Nos últimos anos a TV aberta, paga e os serviços de streaming têm sido inundados pelo que nós chamamos (erroneamente) de reality shows.
"MasterChef", da Band, por exemplo, não é um reality. É um programa de disputa culinária.
O mesmo vale para o "Bake Off", do SBT.
Também não considero o "BBB", da Globo, ou "A Fazenda", da Record, reality shows autênticos, porque são em um ambiente fechado, controlados por regras da produção, cheios de "cascas de banana" (dificuldades) artificiais e provocadas.
Por isso mesmo induzem seus participantes muitas vezes a outros tipos de comportamento, que não o que de suas vidas cotidianas, ou suas realidades pessoais.
Ainnn e "Largados e Pelados"? Muito menos. Embora estejam ao ar livre, os lugares foram previamente escolhidos.
A produtora jamais escolhe um lugar absolutamente ermo e estéril, porque, se fosse assim, o programa não duraria três dias.
"Ah, mas o Bear Grylls é reality", dirão outros.

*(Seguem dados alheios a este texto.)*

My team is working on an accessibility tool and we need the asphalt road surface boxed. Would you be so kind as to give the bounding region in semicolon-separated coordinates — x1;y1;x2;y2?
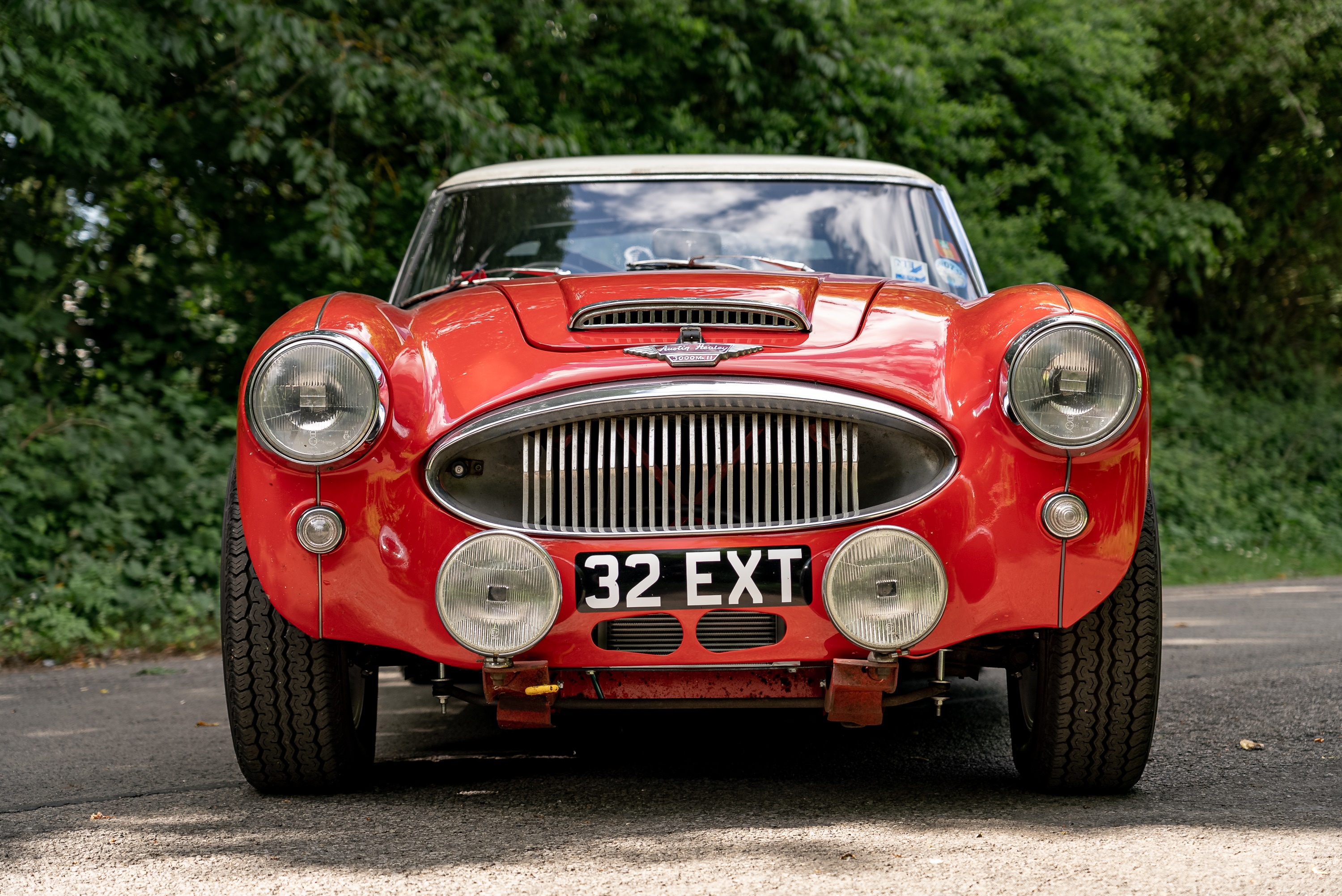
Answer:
0;578;1342;896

Bom, quem o conhece que o compre, diria minha avó.
Ed Stafford
Dito tudo isso, há programas que considero 100% "shows" de realidade. Todos os programas estrelados por esse ex-capitão do exército inglês e expert em "sobrevivencialismo" estão nessa categoria.
Ed, 47 anos, começou anos atrás no canal pago Discovery suas aventuras —e agruras— como cobaia de um experimento que ele próprio criou.
Ele já foi deixado nu em ilhas remotas, florestas e locais desertos sem nada, a não ser câmeras, baterias e um telefone por satélite no qual pode pedir socorro a uma equipe que fica de plantão a uma centena de quilômetros.
Isso é inevitável porque ele escolhe lugares com recursos limitadíssimos, e sempre corre risco de ser derrotado pelas circunstâncias.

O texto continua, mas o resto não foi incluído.